The Partnership of Peace
A man once came to me, bewailing his lot. He related that his son-in-law beat his wife, this man’s daughter, and treated her with scorn. His daughter suffered incessantly from her despotic husband. Shalom bayit was a rarity in their home.
The man added that when he had chosen this young man as a son-in-law, the young man was an indigent pauper. The father-in-law built him up, giving him the money to start up a business. He offered his daughter a handsome dowry to boot. In spite of his magnanimous acts, when the son-in-law became angry (which was too often to recount), he forgot all of the good he got, and flew into a fit of rage against his poor wife.
“Why did you invest so much in your son-in-law, showering him with money?” I inquired.
“I wanted him to feel such a sense of indebtedness toward me so that he would treat my daughter like a princess. But all of my dreams have been shattered. He does not acknowledge any of the good I did for him, and he treats my daughter like a slave woman.”
I wondered what went wrong with the business of buying off the young man.
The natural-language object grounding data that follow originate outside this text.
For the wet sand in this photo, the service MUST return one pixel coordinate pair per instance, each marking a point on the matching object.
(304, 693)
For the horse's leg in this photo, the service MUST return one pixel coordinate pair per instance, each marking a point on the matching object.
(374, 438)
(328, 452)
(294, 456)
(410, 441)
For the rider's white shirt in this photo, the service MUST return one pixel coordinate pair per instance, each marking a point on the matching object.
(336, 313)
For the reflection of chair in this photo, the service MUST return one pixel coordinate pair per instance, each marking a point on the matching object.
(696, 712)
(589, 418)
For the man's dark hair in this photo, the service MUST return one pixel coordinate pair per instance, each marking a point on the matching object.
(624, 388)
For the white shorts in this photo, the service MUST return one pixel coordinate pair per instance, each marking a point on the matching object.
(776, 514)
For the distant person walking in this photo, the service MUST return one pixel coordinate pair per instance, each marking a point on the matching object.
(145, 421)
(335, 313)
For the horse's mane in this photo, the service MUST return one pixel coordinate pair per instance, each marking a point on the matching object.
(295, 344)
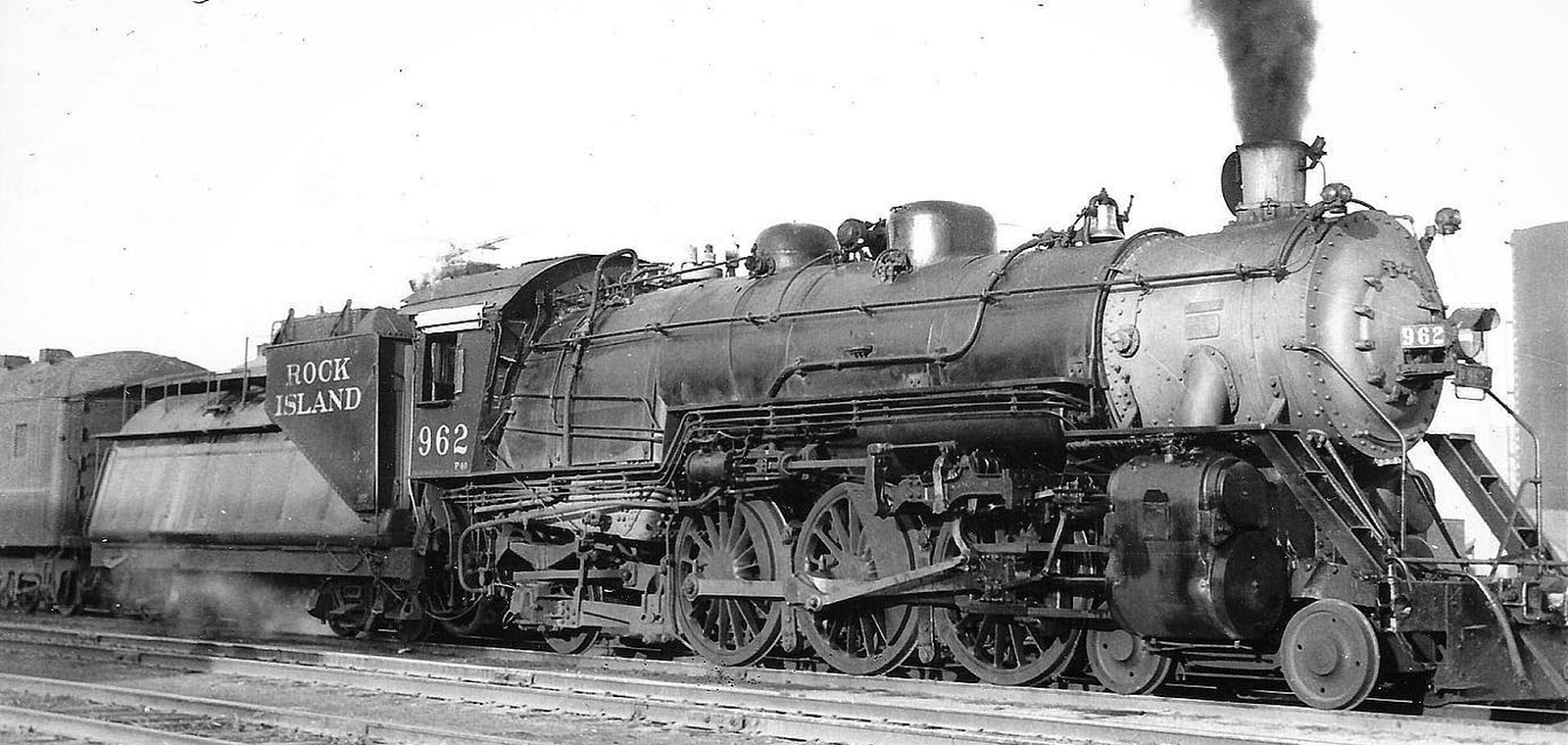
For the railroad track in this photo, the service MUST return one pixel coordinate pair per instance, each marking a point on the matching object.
(122, 716)
(805, 706)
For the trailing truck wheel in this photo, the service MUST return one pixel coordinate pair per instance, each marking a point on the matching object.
(742, 543)
(1330, 655)
(843, 541)
(68, 595)
(571, 640)
(1125, 664)
(998, 648)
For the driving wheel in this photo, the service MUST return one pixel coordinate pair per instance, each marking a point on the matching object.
(841, 545)
(1004, 650)
(739, 543)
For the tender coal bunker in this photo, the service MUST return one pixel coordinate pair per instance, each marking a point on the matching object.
(1267, 49)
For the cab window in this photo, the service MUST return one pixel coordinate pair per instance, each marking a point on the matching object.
(443, 378)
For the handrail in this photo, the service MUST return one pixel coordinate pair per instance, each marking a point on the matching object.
(1534, 480)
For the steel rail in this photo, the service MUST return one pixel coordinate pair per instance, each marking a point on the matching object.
(91, 729)
(919, 706)
(326, 725)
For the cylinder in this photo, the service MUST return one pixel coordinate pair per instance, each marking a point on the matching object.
(1274, 172)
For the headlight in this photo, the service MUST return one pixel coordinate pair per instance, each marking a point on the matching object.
(1470, 329)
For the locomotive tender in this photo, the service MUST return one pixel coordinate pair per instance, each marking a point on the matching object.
(896, 444)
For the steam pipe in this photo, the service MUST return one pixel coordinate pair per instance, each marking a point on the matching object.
(582, 345)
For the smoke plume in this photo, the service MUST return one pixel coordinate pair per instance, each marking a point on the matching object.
(1267, 47)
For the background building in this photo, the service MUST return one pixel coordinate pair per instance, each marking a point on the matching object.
(1541, 357)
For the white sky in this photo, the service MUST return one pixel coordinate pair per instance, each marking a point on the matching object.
(176, 176)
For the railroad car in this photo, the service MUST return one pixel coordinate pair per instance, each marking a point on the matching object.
(51, 412)
(208, 507)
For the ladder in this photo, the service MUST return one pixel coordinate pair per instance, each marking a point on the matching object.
(1499, 509)
(1322, 485)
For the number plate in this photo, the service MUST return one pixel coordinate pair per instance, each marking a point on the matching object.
(1424, 336)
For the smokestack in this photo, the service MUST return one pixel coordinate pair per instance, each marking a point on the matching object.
(1274, 172)
(1267, 49)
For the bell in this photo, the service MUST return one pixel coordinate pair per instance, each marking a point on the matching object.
(1104, 224)
(1104, 219)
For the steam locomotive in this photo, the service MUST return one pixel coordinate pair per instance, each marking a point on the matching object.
(888, 446)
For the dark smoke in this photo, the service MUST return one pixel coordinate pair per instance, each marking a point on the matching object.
(1267, 47)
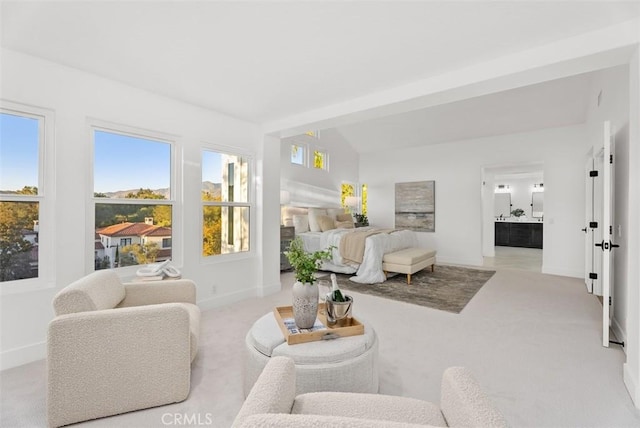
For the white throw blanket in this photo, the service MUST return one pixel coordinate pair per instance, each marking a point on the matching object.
(376, 246)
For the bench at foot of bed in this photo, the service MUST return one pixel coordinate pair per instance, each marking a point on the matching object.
(408, 261)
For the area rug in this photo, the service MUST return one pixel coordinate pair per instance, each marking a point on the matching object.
(447, 288)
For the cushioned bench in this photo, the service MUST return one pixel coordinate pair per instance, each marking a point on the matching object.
(408, 261)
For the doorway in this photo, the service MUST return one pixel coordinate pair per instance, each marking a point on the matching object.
(513, 216)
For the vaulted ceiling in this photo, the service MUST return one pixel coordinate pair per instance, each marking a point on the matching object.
(265, 61)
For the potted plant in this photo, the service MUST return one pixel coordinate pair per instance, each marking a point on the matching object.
(305, 290)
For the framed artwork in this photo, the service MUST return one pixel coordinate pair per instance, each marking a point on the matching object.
(416, 206)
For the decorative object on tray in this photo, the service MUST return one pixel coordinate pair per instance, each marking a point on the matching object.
(321, 329)
(157, 272)
(305, 291)
(338, 306)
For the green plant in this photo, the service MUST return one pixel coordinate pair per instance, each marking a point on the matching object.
(304, 264)
(361, 219)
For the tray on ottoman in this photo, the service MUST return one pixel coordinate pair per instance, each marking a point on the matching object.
(321, 330)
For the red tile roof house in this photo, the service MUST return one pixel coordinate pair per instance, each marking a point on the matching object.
(123, 234)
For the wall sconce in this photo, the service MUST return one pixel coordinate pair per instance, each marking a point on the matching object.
(285, 198)
(352, 202)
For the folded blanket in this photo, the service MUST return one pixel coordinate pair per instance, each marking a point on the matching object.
(352, 244)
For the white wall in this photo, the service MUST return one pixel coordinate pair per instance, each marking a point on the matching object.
(75, 96)
(632, 344)
(343, 161)
(612, 85)
(457, 169)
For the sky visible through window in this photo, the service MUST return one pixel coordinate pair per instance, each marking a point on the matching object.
(18, 152)
(124, 162)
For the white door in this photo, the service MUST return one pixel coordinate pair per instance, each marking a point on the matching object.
(589, 250)
(606, 245)
(599, 227)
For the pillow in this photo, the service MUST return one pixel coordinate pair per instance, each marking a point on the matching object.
(301, 223)
(344, 217)
(345, 225)
(313, 215)
(326, 223)
(335, 212)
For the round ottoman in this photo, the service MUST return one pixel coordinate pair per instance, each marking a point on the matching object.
(346, 364)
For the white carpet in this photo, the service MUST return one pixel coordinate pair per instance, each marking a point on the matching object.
(532, 340)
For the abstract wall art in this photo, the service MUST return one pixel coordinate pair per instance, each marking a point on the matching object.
(416, 206)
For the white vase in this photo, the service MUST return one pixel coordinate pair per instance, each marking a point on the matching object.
(305, 304)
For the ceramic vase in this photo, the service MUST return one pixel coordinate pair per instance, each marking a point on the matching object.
(305, 304)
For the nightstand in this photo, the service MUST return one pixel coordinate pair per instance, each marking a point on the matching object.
(287, 233)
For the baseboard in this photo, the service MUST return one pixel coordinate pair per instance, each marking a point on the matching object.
(268, 290)
(562, 271)
(462, 262)
(23, 355)
(632, 385)
(229, 298)
(619, 332)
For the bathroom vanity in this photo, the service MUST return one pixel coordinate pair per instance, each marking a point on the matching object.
(518, 233)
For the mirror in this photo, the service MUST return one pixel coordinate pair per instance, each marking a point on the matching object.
(537, 208)
(502, 205)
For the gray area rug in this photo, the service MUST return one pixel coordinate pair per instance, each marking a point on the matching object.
(447, 288)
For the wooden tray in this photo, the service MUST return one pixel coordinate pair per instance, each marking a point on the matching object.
(351, 327)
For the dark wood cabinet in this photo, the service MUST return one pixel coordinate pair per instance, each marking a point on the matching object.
(527, 235)
(502, 233)
(287, 233)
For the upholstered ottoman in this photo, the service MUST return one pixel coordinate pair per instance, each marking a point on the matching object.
(408, 261)
(346, 364)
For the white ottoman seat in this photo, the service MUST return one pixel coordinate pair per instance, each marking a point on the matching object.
(346, 364)
(409, 261)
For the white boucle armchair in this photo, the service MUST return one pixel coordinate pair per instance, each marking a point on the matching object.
(273, 403)
(114, 348)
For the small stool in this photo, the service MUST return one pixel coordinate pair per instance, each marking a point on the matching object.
(346, 364)
(408, 261)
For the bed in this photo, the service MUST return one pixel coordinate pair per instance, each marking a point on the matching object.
(321, 228)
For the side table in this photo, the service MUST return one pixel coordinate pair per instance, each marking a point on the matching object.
(346, 364)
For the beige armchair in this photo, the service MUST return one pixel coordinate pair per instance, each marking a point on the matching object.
(273, 402)
(113, 347)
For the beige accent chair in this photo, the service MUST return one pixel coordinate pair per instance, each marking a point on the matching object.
(113, 347)
(273, 403)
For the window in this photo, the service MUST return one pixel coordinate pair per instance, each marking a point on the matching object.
(133, 198)
(320, 159)
(22, 195)
(298, 154)
(226, 208)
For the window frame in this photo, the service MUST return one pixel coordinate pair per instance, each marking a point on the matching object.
(250, 204)
(44, 198)
(177, 255)
(325, 159)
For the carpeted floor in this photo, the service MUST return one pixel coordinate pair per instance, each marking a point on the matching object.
(447, 288)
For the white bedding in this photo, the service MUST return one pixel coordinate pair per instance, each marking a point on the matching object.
(376, 246)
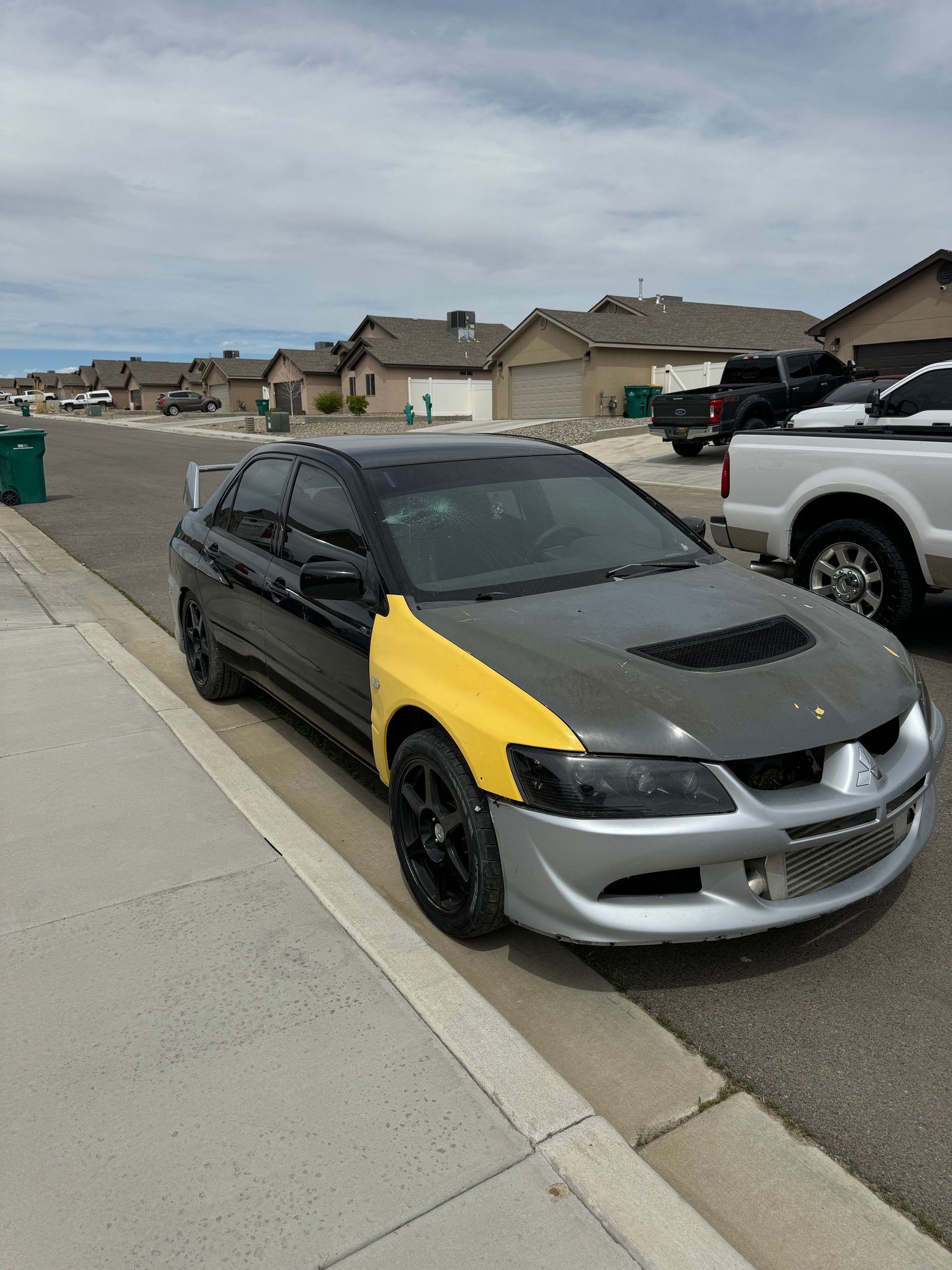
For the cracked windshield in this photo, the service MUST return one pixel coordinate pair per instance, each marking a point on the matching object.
(480, 529)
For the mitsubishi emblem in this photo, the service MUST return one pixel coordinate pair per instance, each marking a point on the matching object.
(869, 769)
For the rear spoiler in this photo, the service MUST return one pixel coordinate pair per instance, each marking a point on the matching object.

Why did he behave so selfishly and aggressively toward his benefactor? I realized that the young man felt he was a worker for his father-in-law. It is the nature of workers to work as little as possible (Gittin 13a). But if the young man would feel like a partner in the business, it would be a different story. With the profits being split between the two, he would put more effort into seeing it succeed.
I instructed the man as to how to proceed. Furthermore, I blessed him that his daughter’s marital harmony be restored, forever.